Quale materiale elettrico si può detrarre?

Le categorie merceologiche sulle quali può essere applicata sono: Videocitofoni e citofoni; Impianti elettrici: Placche, Interruttori; Impianti di sicurezza: kit antrintrusione e videosorveglianza privata(telecamere, dvr, allarmi);

Cosa si intende per rifacimento impianto elettrico?

Rifare un impianto elettrico significa dover sostituire dei cavi elettrici, installare delle tubazioni in PVC, rifare il vano del quadro elettrico, le cassette di derivazione o le prese. Sono richieste demolizioni parziali o la rimozione di alcune componenti. Spesso serve tracciare di nuovo il percorso di tubi e cavi.

Cosa posso detrarre senza Cila?

Anche senza CILA è salva la detrazione per i lavori di ristrutturazione edilizia. A fornire questa indicazione è l'Agenzia delle Entrate con la risposta all'interpello 287/2019, allegata a questo articolo.

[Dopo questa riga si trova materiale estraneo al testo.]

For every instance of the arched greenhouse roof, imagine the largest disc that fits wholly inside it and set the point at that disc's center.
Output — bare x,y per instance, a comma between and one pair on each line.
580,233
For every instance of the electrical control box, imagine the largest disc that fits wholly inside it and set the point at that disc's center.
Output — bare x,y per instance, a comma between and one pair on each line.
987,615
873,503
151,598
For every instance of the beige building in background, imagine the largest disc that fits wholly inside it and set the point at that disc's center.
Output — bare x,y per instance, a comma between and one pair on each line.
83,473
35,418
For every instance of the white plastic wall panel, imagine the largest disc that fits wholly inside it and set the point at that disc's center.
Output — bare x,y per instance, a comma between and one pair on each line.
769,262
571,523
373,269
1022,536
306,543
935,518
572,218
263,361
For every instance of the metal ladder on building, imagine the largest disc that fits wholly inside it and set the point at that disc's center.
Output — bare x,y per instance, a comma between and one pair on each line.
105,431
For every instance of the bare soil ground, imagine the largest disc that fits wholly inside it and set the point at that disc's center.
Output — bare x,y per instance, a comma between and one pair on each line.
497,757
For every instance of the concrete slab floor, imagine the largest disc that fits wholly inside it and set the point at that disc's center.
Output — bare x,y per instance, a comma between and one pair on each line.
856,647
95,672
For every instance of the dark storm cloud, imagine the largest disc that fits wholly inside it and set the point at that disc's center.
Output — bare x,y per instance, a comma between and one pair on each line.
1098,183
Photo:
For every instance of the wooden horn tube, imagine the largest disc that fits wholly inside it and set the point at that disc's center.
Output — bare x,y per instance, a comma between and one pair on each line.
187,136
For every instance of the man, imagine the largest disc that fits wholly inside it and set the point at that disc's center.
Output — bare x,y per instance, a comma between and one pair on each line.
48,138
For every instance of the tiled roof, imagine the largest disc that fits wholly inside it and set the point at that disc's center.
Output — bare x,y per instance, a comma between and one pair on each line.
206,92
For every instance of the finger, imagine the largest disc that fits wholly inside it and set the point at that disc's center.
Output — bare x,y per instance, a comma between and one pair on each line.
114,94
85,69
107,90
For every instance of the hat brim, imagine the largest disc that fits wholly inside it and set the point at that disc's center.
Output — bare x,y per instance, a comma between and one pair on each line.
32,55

Quali sono i lavori che rientrano nella detrazione del 50?

La detrazione è ammessa sugli immobili ad uso residenziale e sulle relative pertinenze, in caso di manutenzione straordinaria, restauro e risanamento conservativo e ristrutturazione edilizia. La manutenzione ordinaria viene invece agevolata solo in caso di interventi sulle parti comuni condominiali.